I worked with a guy like you once. He got fired. Three guesses why.
For most game development, the code is written and compiled on PCs and then shipped to a development version of the console hardware for testing. Naughty Dog in particular had a way of "live coding" their games in a Lisp dialect and shipping individual compiled functions to a running game instance on the PS2 dev box.
You think the demoscene kids can't match that?
Besides which, today's PCs have CPUs with sixteen (64-bit!) GPRs, GPUs and audio chipsets that vastly exceed the capabilities any Amiga had, gigs of RAM, and cutting edge development tools that the Amiga never had on its best day. I could be the biggest Jay Miner fanboy ever and I'd still write all my Amiga software from the comfort of a Linux PC.
> For most game development, the code is written and compiled on PCs and then shipped to a development version of the console hardware for testing.
When doing cross-compilation, is there a way to know if your cross-compiled code is as efficient/fast as code natively compiled on the target architecture ?
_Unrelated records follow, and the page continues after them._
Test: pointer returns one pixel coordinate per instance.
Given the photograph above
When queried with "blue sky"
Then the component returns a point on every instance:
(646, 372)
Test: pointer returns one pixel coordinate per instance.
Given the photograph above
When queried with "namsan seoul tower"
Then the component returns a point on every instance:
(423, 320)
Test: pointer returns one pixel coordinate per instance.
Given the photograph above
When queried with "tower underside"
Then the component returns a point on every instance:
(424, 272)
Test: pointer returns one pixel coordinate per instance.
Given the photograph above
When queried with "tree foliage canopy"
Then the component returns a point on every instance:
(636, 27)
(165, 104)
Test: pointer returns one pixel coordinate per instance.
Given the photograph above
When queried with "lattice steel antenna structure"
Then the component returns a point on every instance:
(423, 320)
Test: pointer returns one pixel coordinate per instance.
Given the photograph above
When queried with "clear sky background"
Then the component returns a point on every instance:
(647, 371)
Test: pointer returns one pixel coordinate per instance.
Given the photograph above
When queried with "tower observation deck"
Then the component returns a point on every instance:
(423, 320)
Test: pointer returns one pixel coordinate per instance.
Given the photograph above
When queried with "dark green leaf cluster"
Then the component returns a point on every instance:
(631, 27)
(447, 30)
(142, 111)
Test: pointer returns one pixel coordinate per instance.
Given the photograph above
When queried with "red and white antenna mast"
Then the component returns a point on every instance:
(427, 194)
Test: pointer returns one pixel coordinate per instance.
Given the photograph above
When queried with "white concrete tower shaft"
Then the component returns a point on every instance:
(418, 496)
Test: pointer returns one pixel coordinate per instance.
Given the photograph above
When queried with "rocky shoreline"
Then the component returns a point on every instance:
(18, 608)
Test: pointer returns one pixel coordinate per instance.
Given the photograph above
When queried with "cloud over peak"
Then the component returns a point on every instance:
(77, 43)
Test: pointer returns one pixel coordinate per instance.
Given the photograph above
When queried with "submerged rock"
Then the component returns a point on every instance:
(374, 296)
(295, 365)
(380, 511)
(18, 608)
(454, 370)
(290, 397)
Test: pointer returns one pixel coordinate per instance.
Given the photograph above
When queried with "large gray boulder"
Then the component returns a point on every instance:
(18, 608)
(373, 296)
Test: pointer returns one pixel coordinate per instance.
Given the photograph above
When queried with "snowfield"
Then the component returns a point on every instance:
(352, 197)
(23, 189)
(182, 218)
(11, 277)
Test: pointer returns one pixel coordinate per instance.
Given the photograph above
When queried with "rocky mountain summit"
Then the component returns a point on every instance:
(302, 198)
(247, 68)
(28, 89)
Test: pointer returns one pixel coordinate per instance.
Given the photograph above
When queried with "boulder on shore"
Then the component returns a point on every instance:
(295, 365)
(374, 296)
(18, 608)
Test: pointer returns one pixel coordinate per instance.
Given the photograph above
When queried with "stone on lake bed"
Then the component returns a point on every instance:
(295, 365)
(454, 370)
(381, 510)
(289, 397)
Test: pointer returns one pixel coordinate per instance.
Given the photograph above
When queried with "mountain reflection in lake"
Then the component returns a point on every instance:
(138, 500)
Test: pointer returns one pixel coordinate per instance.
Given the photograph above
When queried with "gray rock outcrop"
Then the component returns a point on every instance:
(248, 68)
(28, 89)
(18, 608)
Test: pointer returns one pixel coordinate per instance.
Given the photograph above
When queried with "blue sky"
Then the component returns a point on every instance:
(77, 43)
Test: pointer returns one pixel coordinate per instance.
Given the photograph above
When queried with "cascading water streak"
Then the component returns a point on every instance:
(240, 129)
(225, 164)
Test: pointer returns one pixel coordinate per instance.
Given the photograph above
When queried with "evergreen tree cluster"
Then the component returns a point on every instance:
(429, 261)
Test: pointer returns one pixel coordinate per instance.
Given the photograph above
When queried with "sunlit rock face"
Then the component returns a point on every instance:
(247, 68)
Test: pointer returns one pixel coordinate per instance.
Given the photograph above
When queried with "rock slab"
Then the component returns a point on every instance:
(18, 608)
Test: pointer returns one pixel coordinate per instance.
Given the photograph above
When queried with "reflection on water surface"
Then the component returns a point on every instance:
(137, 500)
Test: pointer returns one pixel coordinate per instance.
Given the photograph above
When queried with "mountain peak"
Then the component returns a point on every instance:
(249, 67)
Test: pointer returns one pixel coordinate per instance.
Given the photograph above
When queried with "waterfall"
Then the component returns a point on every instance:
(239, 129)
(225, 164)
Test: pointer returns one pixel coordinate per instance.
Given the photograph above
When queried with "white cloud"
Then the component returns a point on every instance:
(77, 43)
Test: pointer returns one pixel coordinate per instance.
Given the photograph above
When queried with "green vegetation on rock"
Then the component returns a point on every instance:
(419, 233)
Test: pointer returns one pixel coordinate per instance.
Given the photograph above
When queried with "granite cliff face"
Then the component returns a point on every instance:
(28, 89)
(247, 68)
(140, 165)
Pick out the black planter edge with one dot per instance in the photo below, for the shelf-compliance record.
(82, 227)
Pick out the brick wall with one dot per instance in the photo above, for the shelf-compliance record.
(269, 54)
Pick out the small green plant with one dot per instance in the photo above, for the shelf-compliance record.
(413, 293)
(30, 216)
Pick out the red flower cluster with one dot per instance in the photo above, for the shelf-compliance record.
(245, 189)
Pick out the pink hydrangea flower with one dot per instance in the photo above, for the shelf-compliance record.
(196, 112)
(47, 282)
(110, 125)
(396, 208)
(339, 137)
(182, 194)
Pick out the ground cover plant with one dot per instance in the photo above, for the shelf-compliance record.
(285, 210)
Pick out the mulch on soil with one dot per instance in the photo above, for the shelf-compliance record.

A cross-compiler can generate the exact same code a native compiler can. If you have a powerful development box, it will compile much faster than if you compiled on the native architecture. So there's that too.
The NES probably couldn't run an assembler that could assemble a large program at all. NES games were developed and assembled on Unix workstations and wired to the console via an in-circuit emulator that simulated a NES cart.
Based on the griping I've seen from the Amiga community, it seems like cross-compiling on normal PCs is the only way to develop for the new PPC-based "Amigas" - no native toolchain.
The same way you write code for a 64-bit machine on an 32-bit operating system, or target any other hardware feature not present on your development box. Your box doesn't have to support the feature, it's enough to have a compiler that does.
I'm not sure if you're joking, or if you need to learn more about cross-compilation.
Works pretty well... I managed to use it to write a couple of stupid demo-type effects a couple of years ago, even though I have no Amiga, and no real idea how to use one for day-to-day stuff anyway. I wrote the copper effects as a sequence of macro-driven dc.w lines ;)
68000 wasn't as much fun as I remembered, though it was an enjoyable nostalgia trip I suppose. The separate address and data registers (and actually you have 8 of each - though 1 address register is the stack pointer, and on the Amiga you often lose a6, because that holds the address of the module jump table) are annoying, all the instructions are really... damn... slow, and the addressing mode selection is a bit crap.
It was also funny to think how far technology has come on. My PC can write to disk - USB disk, I mean - 5400rpm, NTFS - using fwrite - more quickly than the Amiga's video scanout hardware can read pixel data :-|
I never worked with a real 68000, but I did do a bunch of stuff for a ColdFire once --- they stripped some of the weirder addressing modes out of the 68000 and rebadged it as 'RISC'. (Well, I laughed.)
I thought it was an okay architecture; I've worked with weirder. The address/data register thing required special compiler support (our code generator didn't distinguish). I thought the addressing modes were pretty useful, although the ColdFire didn't support memory/memory operations, which was a shame. What did you miss?
Good question. I had a look at the code again, and... it didn't look too bad? My recollection was that the lack of a base+index*scale+disp32 addressing mode (like on x86/x64) was annoying, but I'm not sure why any more.
Are you seriously asserting that modern Intel cpus have that few registers? Maybe you're talking about something I don't understand but I can't imagine what.
It's perfectly possible to cross-compile code. There is a point, though, where demoscene coding requires running the result in the real hardware for testing, as it usually takes advantage of tricks that get lost in emulation.